Azure Document Intelligence crashing when trying to read unknown characters

PrivaC 0

Hi, I'm trying to parse data from a image that's in Bengali the native language of Bangladesh and while using document intelligence to parse the information I'm getting the following error:

UnicodeEncodeError: 'charmap' codec can't encode characters in position 76-84: character maps to <undefined>

which made me believe that it's not finding the bengali characters, so I tried out with a full english image and it worked fine. The document I want to read has both bengali as well as latin characters. I was wondering if there was a way to ignore unknown bengali characters while parsing.
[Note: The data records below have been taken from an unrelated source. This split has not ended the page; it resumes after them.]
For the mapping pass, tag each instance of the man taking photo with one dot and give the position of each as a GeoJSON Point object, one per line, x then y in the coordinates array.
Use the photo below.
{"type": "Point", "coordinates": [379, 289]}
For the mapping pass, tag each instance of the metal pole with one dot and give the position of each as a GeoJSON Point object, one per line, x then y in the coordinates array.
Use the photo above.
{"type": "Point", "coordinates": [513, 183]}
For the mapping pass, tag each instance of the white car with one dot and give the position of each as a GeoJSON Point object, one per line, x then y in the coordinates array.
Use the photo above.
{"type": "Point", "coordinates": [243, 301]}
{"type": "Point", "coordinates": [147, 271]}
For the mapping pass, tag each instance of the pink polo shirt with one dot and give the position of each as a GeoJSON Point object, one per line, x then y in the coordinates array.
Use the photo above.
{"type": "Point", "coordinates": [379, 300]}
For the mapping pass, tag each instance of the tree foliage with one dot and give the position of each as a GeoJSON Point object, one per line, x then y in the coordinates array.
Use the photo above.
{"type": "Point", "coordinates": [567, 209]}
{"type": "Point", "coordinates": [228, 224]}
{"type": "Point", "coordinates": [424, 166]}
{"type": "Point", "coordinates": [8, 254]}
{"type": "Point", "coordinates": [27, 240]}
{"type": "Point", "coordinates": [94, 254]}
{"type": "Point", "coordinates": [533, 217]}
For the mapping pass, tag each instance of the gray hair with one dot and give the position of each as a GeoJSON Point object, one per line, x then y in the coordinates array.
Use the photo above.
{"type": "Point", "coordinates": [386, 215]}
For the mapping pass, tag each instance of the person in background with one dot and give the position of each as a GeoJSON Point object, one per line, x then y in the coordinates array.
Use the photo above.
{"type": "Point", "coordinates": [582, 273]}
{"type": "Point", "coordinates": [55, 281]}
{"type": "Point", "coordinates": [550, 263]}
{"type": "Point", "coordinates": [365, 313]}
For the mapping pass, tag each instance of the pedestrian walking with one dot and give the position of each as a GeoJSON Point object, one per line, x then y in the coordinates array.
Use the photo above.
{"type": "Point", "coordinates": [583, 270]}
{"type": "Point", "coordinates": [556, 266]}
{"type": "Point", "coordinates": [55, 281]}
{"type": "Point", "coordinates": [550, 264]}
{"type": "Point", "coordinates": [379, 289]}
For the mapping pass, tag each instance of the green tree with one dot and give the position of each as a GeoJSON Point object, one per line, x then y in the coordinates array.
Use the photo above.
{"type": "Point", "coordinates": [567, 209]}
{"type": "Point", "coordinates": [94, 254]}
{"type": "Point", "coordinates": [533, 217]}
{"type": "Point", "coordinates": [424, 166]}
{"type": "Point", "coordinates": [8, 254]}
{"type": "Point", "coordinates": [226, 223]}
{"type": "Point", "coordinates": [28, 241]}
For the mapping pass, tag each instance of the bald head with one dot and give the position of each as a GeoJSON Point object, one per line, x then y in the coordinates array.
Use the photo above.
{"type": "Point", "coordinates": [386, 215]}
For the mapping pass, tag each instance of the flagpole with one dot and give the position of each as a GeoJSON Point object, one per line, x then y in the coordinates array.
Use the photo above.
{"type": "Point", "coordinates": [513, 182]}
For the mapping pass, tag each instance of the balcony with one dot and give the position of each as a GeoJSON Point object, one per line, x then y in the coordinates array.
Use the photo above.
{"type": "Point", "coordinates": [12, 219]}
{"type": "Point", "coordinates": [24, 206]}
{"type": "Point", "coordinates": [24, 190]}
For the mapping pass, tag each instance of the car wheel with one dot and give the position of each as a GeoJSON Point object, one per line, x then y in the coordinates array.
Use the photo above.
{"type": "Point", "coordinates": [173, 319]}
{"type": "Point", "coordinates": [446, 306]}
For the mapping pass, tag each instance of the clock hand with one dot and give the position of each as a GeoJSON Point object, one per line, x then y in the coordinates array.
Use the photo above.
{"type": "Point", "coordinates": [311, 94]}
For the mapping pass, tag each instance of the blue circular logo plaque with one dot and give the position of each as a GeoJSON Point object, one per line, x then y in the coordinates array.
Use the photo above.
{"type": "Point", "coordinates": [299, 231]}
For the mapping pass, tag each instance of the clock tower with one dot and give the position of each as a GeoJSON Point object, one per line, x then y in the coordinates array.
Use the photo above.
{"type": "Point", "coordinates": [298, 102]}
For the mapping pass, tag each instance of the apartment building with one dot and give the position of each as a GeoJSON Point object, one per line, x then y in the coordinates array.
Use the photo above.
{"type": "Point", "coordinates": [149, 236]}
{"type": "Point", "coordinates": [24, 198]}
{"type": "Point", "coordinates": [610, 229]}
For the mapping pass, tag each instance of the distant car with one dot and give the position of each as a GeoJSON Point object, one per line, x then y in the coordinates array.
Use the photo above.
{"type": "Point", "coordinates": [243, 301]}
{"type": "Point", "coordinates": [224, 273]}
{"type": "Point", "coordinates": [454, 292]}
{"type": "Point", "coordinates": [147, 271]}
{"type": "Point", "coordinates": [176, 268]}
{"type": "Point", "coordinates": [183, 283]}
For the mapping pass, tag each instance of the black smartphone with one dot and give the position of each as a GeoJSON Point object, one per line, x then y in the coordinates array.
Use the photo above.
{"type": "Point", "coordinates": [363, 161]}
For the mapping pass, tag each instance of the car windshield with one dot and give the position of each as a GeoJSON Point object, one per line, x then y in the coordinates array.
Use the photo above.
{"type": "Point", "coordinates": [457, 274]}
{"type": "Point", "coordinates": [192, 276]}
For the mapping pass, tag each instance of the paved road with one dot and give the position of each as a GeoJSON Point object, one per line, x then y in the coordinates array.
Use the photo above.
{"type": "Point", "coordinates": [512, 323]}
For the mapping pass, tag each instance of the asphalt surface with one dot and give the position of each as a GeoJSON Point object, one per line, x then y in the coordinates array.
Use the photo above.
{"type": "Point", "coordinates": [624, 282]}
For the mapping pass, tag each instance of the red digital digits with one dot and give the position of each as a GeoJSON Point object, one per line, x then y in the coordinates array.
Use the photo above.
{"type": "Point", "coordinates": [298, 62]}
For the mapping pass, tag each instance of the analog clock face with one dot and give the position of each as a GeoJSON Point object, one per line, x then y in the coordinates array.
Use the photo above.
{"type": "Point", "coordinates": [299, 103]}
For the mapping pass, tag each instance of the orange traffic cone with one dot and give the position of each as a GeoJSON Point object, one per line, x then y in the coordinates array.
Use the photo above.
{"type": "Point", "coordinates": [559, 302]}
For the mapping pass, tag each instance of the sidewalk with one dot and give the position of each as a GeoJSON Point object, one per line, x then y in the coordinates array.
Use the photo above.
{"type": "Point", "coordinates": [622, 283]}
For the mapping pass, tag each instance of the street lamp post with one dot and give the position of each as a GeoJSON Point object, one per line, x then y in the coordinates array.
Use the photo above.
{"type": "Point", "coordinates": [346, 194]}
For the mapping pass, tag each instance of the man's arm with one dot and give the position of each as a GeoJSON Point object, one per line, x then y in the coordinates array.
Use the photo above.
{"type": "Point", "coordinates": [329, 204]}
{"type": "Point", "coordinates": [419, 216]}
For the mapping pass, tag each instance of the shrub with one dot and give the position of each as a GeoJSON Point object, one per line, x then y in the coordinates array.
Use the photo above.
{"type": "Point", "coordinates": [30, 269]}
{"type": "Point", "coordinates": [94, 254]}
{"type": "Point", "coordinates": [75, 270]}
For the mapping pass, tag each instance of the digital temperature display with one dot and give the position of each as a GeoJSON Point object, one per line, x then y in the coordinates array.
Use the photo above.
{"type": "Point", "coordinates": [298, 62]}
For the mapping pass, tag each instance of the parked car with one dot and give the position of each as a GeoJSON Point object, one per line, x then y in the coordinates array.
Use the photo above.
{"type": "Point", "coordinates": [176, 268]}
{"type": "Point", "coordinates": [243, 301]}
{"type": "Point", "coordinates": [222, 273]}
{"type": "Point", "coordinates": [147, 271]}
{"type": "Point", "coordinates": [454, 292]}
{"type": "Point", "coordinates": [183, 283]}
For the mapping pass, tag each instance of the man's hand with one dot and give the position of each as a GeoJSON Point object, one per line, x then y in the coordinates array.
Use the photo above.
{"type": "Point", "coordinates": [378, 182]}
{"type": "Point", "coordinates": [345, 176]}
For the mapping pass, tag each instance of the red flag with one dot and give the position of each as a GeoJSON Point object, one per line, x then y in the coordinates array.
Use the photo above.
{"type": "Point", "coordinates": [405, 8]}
Thank you in advance

dupammi 7,140 Reputation points Microsoft Vendor

2024-05-08T10:07:51.6233333+00:00

Hi @PrivaC

Thank you for the question.

Based on the error message you provided, it seems like Azure Document Intelligence is encountering a Unicode encoding error when trying to read Bengali characters from your image. This error may be caused by Azure Document Intelligence not recognizing the Bengali characters properly during parsing.

One solution you can try is to explicitly specify the language of the document as Bengali. Additionally, you can ignore unknown characters by setting up custom preprocessing steps before parsing. However, Azure Document Intelligence may not have built-in functionality to ignore specific characters from unsupported languages during parsing.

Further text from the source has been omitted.